Aydınlanma, kent kültürü ile beslenir. Yakın yıllarda İstanbul´a gitmiştim, Kadıköy´de bulunan plak mağazalarının çoğu kapanmış, kalanlarda ise plak yerine şarkılar cd´lere yüklenmişti.

Süreyya sineması ise kapanmış ama hiç olmazsa opera salonuna dönüşmüş olması sanatseverler için teselli olmuştu.

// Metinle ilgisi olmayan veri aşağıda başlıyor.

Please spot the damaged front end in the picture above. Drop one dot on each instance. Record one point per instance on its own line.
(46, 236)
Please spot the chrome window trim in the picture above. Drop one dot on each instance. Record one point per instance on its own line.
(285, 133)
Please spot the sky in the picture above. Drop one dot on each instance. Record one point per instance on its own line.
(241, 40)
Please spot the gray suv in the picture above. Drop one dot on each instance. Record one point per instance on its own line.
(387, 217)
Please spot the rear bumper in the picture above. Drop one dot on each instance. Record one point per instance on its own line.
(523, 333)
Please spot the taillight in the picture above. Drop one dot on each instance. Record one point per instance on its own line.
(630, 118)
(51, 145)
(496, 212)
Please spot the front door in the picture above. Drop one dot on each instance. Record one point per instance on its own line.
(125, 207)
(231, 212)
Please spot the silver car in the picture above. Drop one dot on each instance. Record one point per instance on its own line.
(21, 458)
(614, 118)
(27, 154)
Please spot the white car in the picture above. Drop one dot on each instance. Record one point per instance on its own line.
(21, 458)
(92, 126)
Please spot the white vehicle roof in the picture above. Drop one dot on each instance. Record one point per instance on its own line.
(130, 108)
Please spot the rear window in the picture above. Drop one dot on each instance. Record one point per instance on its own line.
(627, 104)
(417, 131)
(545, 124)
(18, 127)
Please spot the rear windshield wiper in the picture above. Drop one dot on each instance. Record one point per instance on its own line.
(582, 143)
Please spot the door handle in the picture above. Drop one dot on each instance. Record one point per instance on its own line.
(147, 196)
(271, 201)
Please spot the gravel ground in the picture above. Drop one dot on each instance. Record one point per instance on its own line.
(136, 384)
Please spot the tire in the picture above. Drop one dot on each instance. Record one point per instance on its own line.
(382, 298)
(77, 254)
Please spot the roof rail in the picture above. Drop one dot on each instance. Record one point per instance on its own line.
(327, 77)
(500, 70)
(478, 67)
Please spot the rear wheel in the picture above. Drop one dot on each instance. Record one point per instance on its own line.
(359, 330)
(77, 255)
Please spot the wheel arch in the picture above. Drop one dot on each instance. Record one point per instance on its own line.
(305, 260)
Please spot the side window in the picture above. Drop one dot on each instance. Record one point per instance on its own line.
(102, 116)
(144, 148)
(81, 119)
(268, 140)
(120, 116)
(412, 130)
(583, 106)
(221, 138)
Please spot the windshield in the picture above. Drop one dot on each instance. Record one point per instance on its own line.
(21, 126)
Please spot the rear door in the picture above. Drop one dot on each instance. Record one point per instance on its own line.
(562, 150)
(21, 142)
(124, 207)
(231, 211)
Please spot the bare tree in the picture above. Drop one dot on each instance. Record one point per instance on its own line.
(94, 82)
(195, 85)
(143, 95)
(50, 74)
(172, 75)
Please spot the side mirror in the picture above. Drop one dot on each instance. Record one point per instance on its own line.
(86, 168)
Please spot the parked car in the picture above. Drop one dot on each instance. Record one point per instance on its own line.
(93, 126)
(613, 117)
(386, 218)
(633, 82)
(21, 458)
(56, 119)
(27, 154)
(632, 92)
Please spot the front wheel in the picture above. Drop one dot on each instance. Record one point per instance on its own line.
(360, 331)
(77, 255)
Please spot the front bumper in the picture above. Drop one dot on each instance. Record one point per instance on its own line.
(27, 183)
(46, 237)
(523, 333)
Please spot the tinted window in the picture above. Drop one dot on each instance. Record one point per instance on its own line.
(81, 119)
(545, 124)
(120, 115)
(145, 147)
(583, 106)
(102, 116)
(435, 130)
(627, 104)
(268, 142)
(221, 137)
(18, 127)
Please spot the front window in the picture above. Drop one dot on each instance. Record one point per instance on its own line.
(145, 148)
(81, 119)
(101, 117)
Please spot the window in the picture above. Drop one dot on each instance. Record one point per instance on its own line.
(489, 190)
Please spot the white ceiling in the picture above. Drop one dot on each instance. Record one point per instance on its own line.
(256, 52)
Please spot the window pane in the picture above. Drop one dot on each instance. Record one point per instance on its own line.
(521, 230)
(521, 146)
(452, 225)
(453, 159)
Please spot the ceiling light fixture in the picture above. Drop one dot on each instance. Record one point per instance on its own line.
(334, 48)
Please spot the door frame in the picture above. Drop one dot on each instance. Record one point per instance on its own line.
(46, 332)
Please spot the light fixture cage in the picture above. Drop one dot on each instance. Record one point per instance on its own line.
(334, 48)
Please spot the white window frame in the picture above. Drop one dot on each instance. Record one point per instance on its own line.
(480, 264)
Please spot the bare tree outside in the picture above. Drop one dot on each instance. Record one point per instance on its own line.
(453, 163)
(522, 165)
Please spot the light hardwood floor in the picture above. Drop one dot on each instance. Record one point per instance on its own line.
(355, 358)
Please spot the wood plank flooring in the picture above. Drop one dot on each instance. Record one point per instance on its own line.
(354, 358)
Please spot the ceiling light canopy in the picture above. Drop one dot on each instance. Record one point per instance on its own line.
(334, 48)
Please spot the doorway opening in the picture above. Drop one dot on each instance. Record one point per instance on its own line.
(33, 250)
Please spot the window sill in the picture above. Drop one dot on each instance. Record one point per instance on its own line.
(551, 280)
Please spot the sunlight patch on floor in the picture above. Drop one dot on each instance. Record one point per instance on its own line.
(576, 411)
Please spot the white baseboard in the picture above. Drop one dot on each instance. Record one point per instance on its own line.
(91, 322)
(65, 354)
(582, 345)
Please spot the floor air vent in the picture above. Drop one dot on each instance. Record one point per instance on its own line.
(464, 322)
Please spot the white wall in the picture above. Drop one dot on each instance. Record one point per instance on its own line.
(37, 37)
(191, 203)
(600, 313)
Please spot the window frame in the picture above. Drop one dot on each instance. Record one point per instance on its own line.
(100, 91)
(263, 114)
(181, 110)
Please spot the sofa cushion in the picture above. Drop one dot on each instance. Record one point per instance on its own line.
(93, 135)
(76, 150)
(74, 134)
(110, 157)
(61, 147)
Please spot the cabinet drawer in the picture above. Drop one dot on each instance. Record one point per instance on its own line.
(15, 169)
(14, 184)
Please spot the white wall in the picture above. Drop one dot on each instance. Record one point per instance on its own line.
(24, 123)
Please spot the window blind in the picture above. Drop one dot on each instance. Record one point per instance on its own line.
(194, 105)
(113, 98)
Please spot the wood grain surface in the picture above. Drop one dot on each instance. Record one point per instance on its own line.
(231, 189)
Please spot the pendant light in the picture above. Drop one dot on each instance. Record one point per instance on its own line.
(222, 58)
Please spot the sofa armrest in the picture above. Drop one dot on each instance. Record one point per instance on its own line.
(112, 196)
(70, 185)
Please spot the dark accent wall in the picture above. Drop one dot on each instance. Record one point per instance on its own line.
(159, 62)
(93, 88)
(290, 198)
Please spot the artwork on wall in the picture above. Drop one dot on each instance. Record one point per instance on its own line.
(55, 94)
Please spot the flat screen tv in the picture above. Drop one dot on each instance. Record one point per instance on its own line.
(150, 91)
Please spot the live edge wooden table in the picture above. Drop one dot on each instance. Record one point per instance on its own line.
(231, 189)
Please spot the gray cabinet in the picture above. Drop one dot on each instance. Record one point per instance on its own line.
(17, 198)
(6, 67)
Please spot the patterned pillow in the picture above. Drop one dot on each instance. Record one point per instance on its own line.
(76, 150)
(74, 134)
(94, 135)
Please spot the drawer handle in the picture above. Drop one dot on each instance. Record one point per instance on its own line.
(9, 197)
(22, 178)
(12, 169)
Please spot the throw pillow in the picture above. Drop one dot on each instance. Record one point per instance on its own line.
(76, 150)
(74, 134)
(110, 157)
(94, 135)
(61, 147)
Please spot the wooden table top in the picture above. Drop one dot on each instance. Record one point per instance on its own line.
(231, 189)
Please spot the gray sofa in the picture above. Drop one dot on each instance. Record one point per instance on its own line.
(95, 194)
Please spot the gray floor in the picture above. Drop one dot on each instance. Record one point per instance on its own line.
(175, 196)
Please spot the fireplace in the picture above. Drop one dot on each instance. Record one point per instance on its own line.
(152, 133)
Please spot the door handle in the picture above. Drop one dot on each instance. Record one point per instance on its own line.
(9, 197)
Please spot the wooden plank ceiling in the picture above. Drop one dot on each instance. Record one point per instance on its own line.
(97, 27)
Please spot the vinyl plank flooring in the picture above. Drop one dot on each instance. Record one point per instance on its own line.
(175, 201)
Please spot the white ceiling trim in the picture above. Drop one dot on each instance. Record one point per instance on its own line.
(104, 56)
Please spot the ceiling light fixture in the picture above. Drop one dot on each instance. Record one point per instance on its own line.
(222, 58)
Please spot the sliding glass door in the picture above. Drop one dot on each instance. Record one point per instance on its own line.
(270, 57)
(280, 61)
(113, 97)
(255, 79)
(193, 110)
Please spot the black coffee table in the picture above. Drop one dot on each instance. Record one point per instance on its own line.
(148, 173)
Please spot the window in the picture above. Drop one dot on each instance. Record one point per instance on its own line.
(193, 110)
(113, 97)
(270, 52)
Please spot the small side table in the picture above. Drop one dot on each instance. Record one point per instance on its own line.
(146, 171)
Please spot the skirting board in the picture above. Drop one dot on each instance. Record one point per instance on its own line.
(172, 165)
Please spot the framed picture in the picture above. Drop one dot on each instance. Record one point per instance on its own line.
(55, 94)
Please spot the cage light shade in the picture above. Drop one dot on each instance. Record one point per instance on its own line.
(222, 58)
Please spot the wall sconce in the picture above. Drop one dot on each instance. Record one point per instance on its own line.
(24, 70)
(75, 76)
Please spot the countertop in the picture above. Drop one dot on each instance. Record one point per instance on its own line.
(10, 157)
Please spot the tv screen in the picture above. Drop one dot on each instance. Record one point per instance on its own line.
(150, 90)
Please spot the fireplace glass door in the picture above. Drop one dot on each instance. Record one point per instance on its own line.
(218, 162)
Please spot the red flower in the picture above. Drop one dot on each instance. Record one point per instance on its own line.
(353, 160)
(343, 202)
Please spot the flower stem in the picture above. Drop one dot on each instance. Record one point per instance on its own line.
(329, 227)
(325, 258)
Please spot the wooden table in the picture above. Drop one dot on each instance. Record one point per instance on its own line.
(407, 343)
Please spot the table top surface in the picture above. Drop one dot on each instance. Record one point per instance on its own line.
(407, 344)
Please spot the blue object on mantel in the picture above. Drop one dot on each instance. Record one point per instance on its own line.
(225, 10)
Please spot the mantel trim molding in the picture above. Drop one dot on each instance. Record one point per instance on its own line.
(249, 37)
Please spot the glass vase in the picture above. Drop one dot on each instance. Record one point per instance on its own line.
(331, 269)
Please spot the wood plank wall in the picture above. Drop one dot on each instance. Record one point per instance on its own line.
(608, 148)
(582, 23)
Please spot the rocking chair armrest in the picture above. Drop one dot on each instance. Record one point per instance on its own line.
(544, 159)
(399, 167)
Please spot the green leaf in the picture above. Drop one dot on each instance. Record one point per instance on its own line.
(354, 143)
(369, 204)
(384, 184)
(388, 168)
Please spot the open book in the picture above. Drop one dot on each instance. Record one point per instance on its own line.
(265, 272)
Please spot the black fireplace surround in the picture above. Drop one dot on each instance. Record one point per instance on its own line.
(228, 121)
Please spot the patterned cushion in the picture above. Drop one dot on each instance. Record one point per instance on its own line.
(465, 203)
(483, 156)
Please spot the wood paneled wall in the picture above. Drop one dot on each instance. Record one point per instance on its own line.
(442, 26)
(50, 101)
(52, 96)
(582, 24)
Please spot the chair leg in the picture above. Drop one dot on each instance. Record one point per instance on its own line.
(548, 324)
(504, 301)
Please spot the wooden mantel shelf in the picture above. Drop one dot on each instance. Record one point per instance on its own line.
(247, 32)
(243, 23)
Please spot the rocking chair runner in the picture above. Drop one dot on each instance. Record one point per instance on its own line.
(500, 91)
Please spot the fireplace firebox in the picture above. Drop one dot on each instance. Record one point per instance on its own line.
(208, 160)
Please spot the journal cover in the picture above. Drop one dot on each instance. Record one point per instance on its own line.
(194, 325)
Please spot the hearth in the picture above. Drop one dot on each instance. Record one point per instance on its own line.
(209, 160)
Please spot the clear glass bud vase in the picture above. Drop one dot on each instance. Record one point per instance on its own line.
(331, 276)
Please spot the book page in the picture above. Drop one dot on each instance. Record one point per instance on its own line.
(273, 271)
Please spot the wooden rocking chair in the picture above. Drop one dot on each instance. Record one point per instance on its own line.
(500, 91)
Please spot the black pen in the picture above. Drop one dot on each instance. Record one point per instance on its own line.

Yine bu ziyaretimde 1954 yılından beri Beyoğlu´nda faaliyet yürüten Lale plak´ın kapandığını üzülerek öğrendim.

Gençlik yıllarımda İskenderun´da aradığım bir plağı bulamadığımda İstanbul´a gitmiş ve Lale Plak evinden almıştım.

İstiklal Caddesinde, Tünel´e yakın Evrensel Kitapevi vardı. Burada New York Times ve Paris Match gibi tüm yabancı dergileri bulmak mümkündü.

Yine İstiklal´de bulunan Markiz ve İnci Pastaneleri aydınların ve sanatçıların uğrak yeri idi. İkinci Dünya Savaşı yıllarında Muhsin Ertuğrul, Cahide Sonku, Adalet Cimcoz ve film yapımcısı İhsan İpekçi sık sık bu pastanelerde bir araya gelerek memleket sorunları ve sanat üzerine sohbet ederdi.

Acaba bu güzel insanlar nereye gittiler? Yaşamı sanat ve edebiyat ile güzelleştiren bu insanları özlemle anıyoruz.